Moje serce biło jak dzikie, gdy oboje opuścili pokój. ‘El.’ Mogę rzygać. Bo TAK, on wciąż był dla mnie ważny, nie mogłam go tak po prostu wyrzucić z moich myśli, jak on zrobił ze mną. Nie, to nie było takie proste.

- Lisi, czujesz się już lepiej? – Harry przysiadł na łóżku i klepiąc mnie znów po dłoni.

- Harry – jęknęłam i odsunęłam się od niego – Nie jestem babcią, która umiera.  

- Ale prawie byłaś – uśmiechnął się delikatnie i wstał. – Idę z innym do baru, okay?

- Tak, idę z tobą – odpowiedziałam i usiadłam.

- Zapomnij! – Ty… ty właśnie prawie umknęłaś śmierci – powiedział Harry i popchnął mnie z powrotem na poduszki.

- Będę tam wpadać, tak? – uśmiechnęłam się lekko i popchnęłam go w bok.

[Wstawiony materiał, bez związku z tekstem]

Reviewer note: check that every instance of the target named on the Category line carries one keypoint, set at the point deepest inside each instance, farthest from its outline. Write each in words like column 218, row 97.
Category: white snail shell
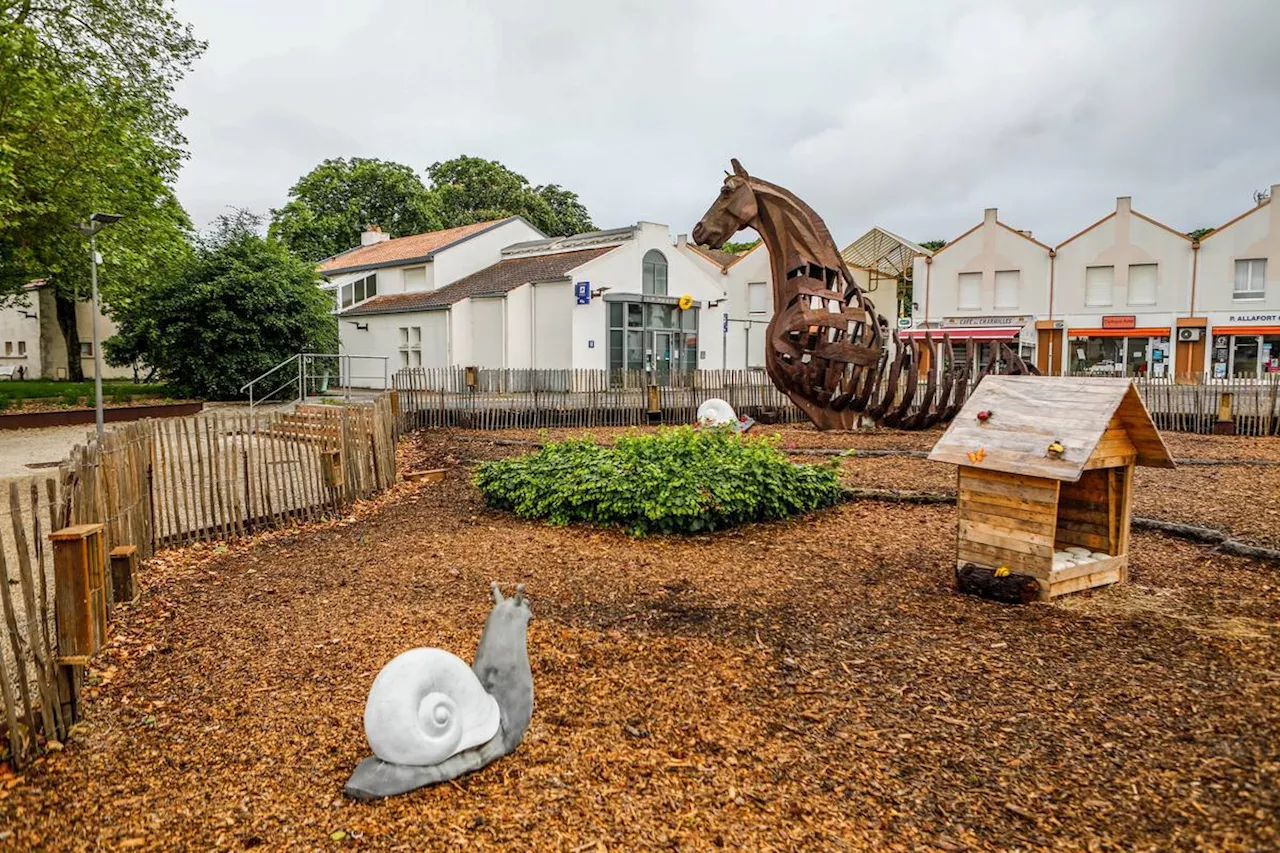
column 425, row 706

- Czekaj – powiedział po chwili i chwycił mnie szybko za nadgarstek. Spojrzałam na niego pytająco – Ty… żyjesz – mruknął i przytulił mnie – Strasznie się bałem Lisi, nie musisz wierzyć – powiedział w moje włosy, a ja uśmiechnęłam się lekko – Chodź, idziemy.

XXX

- Twój brat był taki słodki, gdy się tobą opiekował – zachichotała Lottie mieszając swój koktajl.

- To brzmi tak jakbyś była w nim zakochana – powiedziałam i zamówiłam sobie wodę. Gdy przyjaciółka nic nie odpowiedziała przetarłam zdziwiona oczy – Nie ty pierwsza, Lo.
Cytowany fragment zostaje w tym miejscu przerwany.